A frustrated Sir Keir Starmer has been forced to defend his latest remarks on Britain’s future relationship with the EU if he wins power next year.
Yesterday afternoon Sky News revealed a clip of Sir Keir speaking in Canada at the weekend, in which he admitted he doesn’t want to diverge from EU rules, laws and standards – one of the key Brexit benefits.
His latest comments stand in stark contrast to a speech he gave last year, in which he said: “We can use our flexibility outside the EU to ensure that British regulations are adapted to UK needs.”
The Tories immediately leapt on the comment as an example of another flip-flop by an avowed Remainer.

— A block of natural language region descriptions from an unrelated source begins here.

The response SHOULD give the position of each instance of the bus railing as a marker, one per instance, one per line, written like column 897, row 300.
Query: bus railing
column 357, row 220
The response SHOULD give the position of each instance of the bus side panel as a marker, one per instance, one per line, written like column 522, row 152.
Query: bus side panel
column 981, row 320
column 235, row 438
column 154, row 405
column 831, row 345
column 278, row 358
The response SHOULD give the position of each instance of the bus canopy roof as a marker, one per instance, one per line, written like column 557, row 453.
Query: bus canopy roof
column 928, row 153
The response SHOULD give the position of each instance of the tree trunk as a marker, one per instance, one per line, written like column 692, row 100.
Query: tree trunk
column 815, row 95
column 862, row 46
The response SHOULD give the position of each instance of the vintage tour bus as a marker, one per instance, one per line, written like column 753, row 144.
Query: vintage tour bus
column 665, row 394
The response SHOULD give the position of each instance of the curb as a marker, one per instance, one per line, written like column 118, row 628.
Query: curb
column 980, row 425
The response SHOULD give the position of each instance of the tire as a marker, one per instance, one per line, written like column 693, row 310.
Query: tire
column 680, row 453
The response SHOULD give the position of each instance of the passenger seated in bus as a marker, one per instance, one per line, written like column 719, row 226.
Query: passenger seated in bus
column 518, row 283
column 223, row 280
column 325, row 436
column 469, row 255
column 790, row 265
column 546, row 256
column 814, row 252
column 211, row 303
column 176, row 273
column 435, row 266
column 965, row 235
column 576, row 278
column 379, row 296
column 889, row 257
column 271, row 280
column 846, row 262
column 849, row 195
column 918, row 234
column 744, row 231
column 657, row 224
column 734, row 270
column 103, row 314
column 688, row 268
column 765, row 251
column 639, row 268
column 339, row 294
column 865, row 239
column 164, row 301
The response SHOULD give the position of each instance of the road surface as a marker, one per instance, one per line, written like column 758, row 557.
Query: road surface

Michael Gove said his comments had “shown the real Keir Starmer”, adding: “He wants to return us to the EU effectively and he wants to rerun the Brexit agonies of the past.”
This lunchtime he was pressed about the comment, sighing before he answered.
Sir Keir told broadcasters: “I have repeatedly said that there’s no case for going back into the EU, and includes the Single Market and the Customs Union.
“Equally, we will not be a rule-taker, the rules and laws of this country will be made in Parliament according to the national interest.
“But that does not mean that a Labour Government wants to lower standards on food, wants to lower standards on people’s rights at work, the Labour Party’s been completely consistent on those issues for many many years – there’s no surprise here.
“Incidentally this is also Government Policy.”
Asked if he would confirm whether he would or would not be looking to diverge from EU rules, the Labour leader robotically repeated himself.
This morning Shadow Foreign Secretary David Lammy has equally sought to bolster Labour’s Remain credentials, telling a newspaper the UK needs closer relations with the EU.
Mr Lammy pledged that Labour will “reconnect” Britain with Brussels, demanding a “fundamental” overhaul of the current Brexit deal.
The senior Labour spokesman said the 2025 review of Boris Johnson’s Brexit deal should be used to fundamentally change Britain’s trading relationship with the EU.
However multiple EU commentators say that year’s review will be nothing of the sort, nor would the EU wish to reopen the current Brexit deal.
Other analysts say the 2025 review will be incredibly limited, focusing on fishing quotas and other changes such as electric vehicle batteries.
Europe commentator Anand Lemon said he is “sceptical” about Labour’s chance of a significant Brexit renegotiation.
Another neutral commentator earlier this week said Sir Keir’s EU policy is “delusional”.